Everyone enjoyed the soft blue haze left by the customers’ cigarettes. The smokers were mostly men, though Millicent swallowed her menthols like someone in a sideshow. Chewers alone were frowned on. A wad in the cheek would dissolve in spit and soon the spit was oiling the floor. Which was made of squares of linoleum. Anyhow everyone enjoyed the haze left by lit cigarettes, smoky exhalations — they were thought — in a ghostly guise. The resulting communal breath seemed like a river of air that carried the fellowship of the shop from chair to chair. I know I never tired of our atmosphere: the smell of polish always pleased me, and the vigorous shine Archie would apply to some businessman’s shoes made a nice noise, the way the smell of coffee stirs you folks to ride forth in the morning, eager dogs baying at the rising sun.

Our customers were a mixture of races, unusual to be found, I understand, in this geography; but the reality is that the population mix was thin and came and went as the neighborhood did, slowly shrinking as the whites took to their heels and the street’s vacancies grew, swelling when poverty, like hunger, overtook its clientele. Serving such different heads was not easy. People born with hair bent like wire make a mistake to want it straight.
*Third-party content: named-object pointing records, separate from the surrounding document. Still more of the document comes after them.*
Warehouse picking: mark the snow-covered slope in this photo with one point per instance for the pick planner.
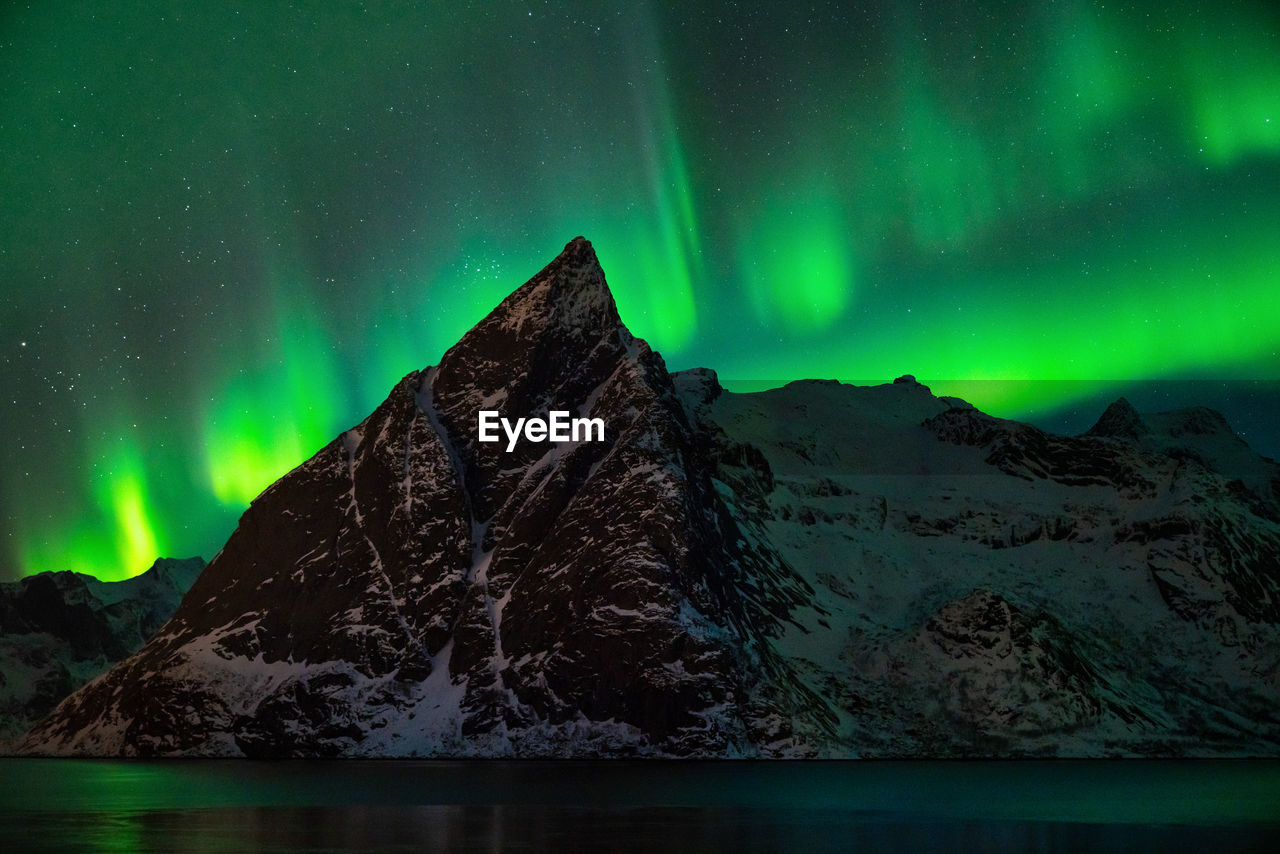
(816, 570)
(58, 630)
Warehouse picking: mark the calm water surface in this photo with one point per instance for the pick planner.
(215, 805)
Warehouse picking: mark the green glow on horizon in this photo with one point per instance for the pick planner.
(216, 263)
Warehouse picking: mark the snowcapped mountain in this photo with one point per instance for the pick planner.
(816, 570)
(60, 629)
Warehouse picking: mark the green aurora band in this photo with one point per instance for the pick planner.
(232, 229)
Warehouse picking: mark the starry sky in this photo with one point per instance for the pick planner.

Straights want swirls. Brunettes weep to be blond. Guys who have lots of it want their heads shaven and shiny. Learn, ladies, to be happy with the hue Our Great Maker gave you. Blacks who wanted to look white would come here on the assumption that white barbers would know better how to do it. As for my tribe of folding chairs — well, to us, asses differ only by weight. We ask two questions of our customers: how thin? how large? how small? how fat? how light? how heavy? That is that.

Every Front Room has a back room. That’s where the joint’s john flushes; where a restful rocker rocks; and an eight-place poker table swallows the central space. Barbers not on duty lazed there, playing solitaire, smoking one of the aforesaid cigarettes or reading the racing magazines. Walter took bets. On heralded occasions. For the Derby or the local track. And an evening game of poker took place, maybe once a week, sometimes twice, when a few friends dropped in and some chairs were enlisted to take care of the additional arrivals.

I understand and employ the word “herald,” because I was sometimes placed, for an evening, in the doorway of the shop as a signal to knowledgeable passersby that poker was “on” at 10:00 p.m. “Okay, old fellow, you can be our herald tonight,” Walter would say to me, though we both knew he was talking to himself. He likes to do that — be coy with a razor or angry with a comb. An occasional snarl would draw an expletive from him, followed by a small speech, all this for the amusement of the customer who was having his hair pulled.

Such outpost service is humiliating. You have been parked there, in the doorway, because no one will steal you, worn and rusty as you are, and there you must sit until the number of places for players has been fulfilled, whereupon you are removed from that spot to the poker room itself, your seat to be occupied by a nervous stranger from the street who has been brought to the shop by a friend and has, in any case, not come because of your ungainly presence. Regulars tend to be pros at poker and do not squirm in their seats like infants, though they may allow their eyes to wink and slide to one side, their nose to wrinkle and snort a swinish snort, their lips to grin or curl or smirk as if in commentary; and sometimes they like to release their grip on the cards for an expansive, apparently careless gesture, in order to mislead and deceive the other players. Meanwhile, I chatted with the chips in the pot. Boy, do they know a thing or two. As for me, I keep my lid on.